Guinean NGOs met in January, in Bissau, with the Brazilian diplomat Antônio Patriota, the current president of the United Nations Peacebuilding Commission. What was the result of this meeting?

The meeting of Ambassador António Patriota with civil society organizations, including the Guinea-Bissau Human Rights League, was an excellent opportunity to hear from these social actors on the current situation in the country and their proposals for a solution to the crisis. It is still early to talk about results, but it is very encouraging that a senior representative from the commission met with civil society organizations and took note of their concerns and their proposed solution to the crisis. We believe that future projects developed within the framework of the Peacebuilding Fund (PBF) will draw on these ideas of Guinean civil society. However, the main result to highlight from this meeting was the recognition of the unmistakable role of NGOs in the democratization and peacebuilding process in Guinea-Bissau. For this reason, we are immensely grateful to Conectas for having organized the initiative that led to this meeting.

What are the chances of the presidential and parliamentary elections taking place on the scheduled date?

The presidential and parliamentary elections are scheduled for April 13, 2014, although there have been repeated delays. Right now, voter registration has been completed across the country and in the diaspora, and the candidates have been validated by the Supreme Court in its capacity as a Constitutional Court. The provisional list of candidates has been published by the Supreme Court, subject to complaints. According to the list, we have 13 candidates in the presidential elections and 15 parties for the parliamentary elections. However, the election campaign will kick off on March 22, symbolizing the irreversibility of the election process.

Will the election be enough to put a stop to the climate of tension in the country following the assassination of a president and an attack on a Minister of State? What are the prospects for the future of the country after the elections?

Guinea-Bissau is a positive reference in Africa in terms of credible, free, fair and transparent elections. That is, we have held countless elections that have complied with international standards.

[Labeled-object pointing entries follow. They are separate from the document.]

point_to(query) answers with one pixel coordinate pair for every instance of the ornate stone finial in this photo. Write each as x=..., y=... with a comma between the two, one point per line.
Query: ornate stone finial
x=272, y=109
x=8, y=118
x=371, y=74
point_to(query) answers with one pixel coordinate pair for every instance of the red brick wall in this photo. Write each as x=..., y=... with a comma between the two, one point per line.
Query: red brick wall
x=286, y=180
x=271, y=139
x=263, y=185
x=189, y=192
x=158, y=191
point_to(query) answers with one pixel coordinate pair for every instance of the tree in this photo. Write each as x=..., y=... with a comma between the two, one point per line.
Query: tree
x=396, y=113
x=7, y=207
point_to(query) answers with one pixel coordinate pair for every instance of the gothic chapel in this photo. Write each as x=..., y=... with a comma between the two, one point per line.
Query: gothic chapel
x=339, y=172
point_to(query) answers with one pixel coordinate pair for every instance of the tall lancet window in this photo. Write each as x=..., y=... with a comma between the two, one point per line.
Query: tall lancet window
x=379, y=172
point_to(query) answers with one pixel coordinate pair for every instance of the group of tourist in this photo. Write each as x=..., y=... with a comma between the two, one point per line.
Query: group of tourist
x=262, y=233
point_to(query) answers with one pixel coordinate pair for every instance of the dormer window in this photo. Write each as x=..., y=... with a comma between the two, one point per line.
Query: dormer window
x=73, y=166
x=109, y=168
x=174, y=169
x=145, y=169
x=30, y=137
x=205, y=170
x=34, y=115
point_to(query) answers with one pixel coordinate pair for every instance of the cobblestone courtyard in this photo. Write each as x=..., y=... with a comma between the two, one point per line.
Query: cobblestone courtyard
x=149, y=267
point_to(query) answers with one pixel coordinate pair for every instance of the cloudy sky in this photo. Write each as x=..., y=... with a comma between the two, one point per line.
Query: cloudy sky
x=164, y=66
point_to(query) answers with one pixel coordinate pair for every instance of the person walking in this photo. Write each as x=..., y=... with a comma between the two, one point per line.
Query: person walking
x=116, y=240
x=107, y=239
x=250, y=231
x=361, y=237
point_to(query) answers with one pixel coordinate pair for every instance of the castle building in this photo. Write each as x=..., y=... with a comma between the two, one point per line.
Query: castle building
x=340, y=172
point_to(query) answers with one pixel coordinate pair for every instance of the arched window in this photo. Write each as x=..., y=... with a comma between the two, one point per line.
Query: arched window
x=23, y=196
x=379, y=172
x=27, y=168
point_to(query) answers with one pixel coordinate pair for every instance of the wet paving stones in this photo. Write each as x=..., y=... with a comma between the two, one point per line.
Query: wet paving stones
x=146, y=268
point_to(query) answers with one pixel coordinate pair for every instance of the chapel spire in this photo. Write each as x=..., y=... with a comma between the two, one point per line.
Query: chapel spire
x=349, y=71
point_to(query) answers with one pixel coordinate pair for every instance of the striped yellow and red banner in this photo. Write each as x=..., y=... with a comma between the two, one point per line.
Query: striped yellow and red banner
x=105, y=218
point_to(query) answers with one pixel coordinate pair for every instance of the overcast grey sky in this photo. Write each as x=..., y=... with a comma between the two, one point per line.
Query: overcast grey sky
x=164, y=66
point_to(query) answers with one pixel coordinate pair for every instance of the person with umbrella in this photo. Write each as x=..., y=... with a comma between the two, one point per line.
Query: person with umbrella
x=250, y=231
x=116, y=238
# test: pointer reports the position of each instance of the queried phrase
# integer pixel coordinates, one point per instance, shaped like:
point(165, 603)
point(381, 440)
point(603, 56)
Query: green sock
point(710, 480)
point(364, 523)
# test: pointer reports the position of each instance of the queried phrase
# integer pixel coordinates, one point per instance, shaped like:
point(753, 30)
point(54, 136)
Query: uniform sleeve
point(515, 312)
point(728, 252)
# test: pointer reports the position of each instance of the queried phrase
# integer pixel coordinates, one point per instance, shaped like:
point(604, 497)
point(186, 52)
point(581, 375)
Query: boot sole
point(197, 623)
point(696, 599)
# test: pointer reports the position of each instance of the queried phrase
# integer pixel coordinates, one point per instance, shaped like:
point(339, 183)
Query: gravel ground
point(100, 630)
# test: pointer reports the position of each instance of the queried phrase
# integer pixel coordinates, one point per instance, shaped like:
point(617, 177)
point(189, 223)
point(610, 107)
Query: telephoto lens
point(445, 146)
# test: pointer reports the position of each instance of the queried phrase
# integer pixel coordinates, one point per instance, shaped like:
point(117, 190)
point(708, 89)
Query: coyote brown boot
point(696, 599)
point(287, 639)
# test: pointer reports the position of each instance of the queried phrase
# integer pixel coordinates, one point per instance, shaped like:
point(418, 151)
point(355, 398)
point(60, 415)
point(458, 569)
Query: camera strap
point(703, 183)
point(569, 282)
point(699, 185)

I say this to demonstrate that our problem has never been about holding elections, but instead the democratic culture of accepting the results of the ballot and allowing the power granted by the people to be exercised to serve their interests.

These have always been and are still our real problems, together with a culture of impunity and dysfunctional judicial institutions.

Throughout the past decade or so of successive crises, dozens of citizens have been assassinated, violently beaten and arbitrarily arrested, including high dignitaries. The people responsible for these criminal acts have never been brought to justice. For this reason, we believe that to reduce the tension in the country and the sense of hatred resulting from the cycle of impunity, it is urgent and necessary for the next political leaders who emerge from the elections to restore the authority of the State and reform the justice system, allowing it to establish balance and drive a genuine reconciliation capable of pacifying spirits and restoring the self-esteem of Guineans.

Similarly, the resumption of cooperation with the main development partners, namely the European Union, IMF and World Bank, is also of great important.

All this will depend on how political power will be divided and managed after the April 13 elections, but also on how an understanding will be reached between the different regional and international blocks and organizations on ways to help Guinea-Bissau once again find peace and pursue sustainable development.